The Snowball Derby is by far the biggest pavement short track race there is. It’s the race that every Super Late Model driver dreams of winning. Having your name placed on the Tom Dawson trophy is something that only a select few drivers can say they’ve achieved. But for a few years, the Snowball Derby had a little bit more meaning to some drivers because a championship was on the line.
In 1989, the All Pro Super Series crowned a champion at the Snowball Derby. That champion also earned Rookie of the Year honors. That driver was Joe Nemechek.
The man known as “Front Row Joe” didn’t finish at the very front of the field on a cold Sunday in early December in Pensacola, FL but his seventh-place finish was enough to clinch the championship.
“I thought we ran pretty darn good in that race,” Nemechek began. “It’s so hard to remember back. I can remember when Billy Bigley, we got in a wreck and Billy Bigley ended up on my roof. His car was sitting perfectly on top of my car. I know we won the championship in ’89; it’s just hard to remember a lot of stuff about it.
“I know my crew that I had there at the time. We had a very small crew, there was only like four guys that came with me to that race. If I’m not mistaken, I think Donnie Allison actually showed up at that race because he was going to help me with my Busch car the following year. He was there spectating and doing what he could do to help.”
Rick Crawford was chasing Nemechek in the points standings entering the 1989 Snowball Derby. The Florida racer won the race that day, his one and only triumph at the Derby, but it wasn’t enough to unseat Nemechek at the top of the standings.
“I do remember that. We had to finish seventh or better or something like that,” Nemechek stated. “I know it was going to be close and Rick had to do everything he could to win.”
Like it is now, Five Flags Speedway was always a tough track for race car drivers and teams to master. With a tough race track and tough competition, being able to clinch a championship at the Snowball Derby meant a lot.
“Pensacola, I want to say it’s still the same asphalt it was back then. It was a really, really tough race track back then. It would just chew the tires up and you had to be smart about how you raced,” Nemechek explained. “I can’t remember what they had for tire allotment back then but we were racing against Jeff Purvis running James Finch’s car, Dave Mader, I’m trying to think of the other big guys. All of the big guys back from that era that were king dogs, everybody was at that race. It was a tough race just to make that race, but running for a championship you have to be smart. Believe me, we’re trying to go as hard as we can all of the time and our objective was to win that race or to win the championship and we were successful.”

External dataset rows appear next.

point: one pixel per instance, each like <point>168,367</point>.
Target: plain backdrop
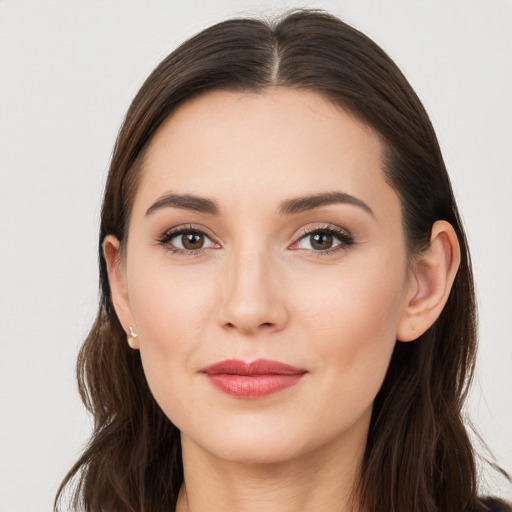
<point>68,71</point>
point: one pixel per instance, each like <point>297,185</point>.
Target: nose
<point>252,296</point>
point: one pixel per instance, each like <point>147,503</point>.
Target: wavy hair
<point>418,454</point>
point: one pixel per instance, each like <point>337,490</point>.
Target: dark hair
<point>418,454</point>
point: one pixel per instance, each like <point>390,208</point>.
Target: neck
<point>322,479</point>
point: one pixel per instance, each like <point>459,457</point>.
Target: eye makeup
<point>324,234</point>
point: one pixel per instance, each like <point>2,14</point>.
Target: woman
<point>287,318</point>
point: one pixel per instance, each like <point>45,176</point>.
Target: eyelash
<point>346,239</point>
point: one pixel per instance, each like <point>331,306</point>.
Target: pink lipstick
<point>252,380</point>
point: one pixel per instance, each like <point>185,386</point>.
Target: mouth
<point>252,380</point>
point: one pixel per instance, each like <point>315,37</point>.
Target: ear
<point>118,288</point>
<point>430,282</point>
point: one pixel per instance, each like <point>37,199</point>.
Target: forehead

Nemechek’s 1989 championship broke up the Jody Ridley show that dominated the final years of the All Pro Super Series. Ridley won three of the last four All Pro championships. The only year he didn’t win from 1987 to 1990 was the year Nemechek won in ’89. Ridley finished 38th out of the 41 starters that day.

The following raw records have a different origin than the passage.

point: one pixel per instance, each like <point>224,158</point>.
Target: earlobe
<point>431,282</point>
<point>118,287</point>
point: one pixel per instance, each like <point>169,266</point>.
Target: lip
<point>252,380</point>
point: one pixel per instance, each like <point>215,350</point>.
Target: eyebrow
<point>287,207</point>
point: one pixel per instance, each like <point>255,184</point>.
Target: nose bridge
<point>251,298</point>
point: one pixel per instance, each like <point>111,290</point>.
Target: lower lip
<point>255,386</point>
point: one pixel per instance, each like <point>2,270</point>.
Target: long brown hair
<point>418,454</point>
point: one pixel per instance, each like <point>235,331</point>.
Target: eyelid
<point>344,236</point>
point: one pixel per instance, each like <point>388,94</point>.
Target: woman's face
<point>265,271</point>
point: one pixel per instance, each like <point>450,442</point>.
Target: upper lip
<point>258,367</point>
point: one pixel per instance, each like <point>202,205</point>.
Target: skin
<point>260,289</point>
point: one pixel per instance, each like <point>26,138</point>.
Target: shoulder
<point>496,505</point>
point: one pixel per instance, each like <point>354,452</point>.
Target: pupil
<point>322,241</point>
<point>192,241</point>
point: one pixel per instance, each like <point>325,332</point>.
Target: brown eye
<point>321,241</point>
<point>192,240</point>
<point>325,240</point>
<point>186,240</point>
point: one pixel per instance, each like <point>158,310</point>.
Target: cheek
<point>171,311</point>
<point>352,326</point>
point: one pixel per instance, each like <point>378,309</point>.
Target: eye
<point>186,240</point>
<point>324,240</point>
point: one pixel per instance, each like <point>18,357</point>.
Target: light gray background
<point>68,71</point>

Joe Nemechek only raced in two Snowball Derby’s, per 51’s The Third Turn. His seventh-place championship-clinching run in 1989 would be his last as a driver, but it would not be the last time the Nemechek name would make history in Pensacola.
Joe’s son, John Hunter Nemechek, lifted the Tom Dawson Trophy over his head as Snowball Derby champion 25 years and one day after Joe lifted the All Pro Super Series championship trophy.

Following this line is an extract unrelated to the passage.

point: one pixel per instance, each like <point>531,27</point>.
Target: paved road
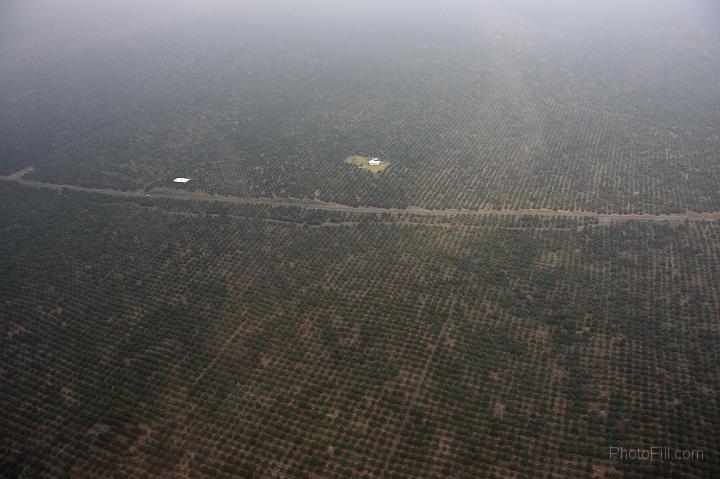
<point>320,205</point>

“It made me really proud,” Nemechek said of his son’s victory. “Again, Pensacola is just such a tough, tough race track. Looking back on the days I raced there and how hard it was for me, then to see him go there and win. What has been really exciting is that he’s been fast every time he’s shown up there. I mean, every time he’s shown up he’s had an opportunity to win. To me, that just says a lot about a driver. That’s one of the toughest tracks to get around and to figure out how to make your car go fast, and he’s been able to do it every time.”
Although Nemechek’s last Snowball Derby start came 28 years ago, he admitted that he’d love to one day have another shot at the big race if the stars aligned.
“I love driving race cars. I’m not done driving them but I’d love to continue to run some Truck races, Cup races, XFINITY races, and yes get back in a Late Model. I did run a Late Model race a few years back at Milwaukee and had a blast. It just reminded me of the good old days on bias ply tires when you could get out there and slide around.”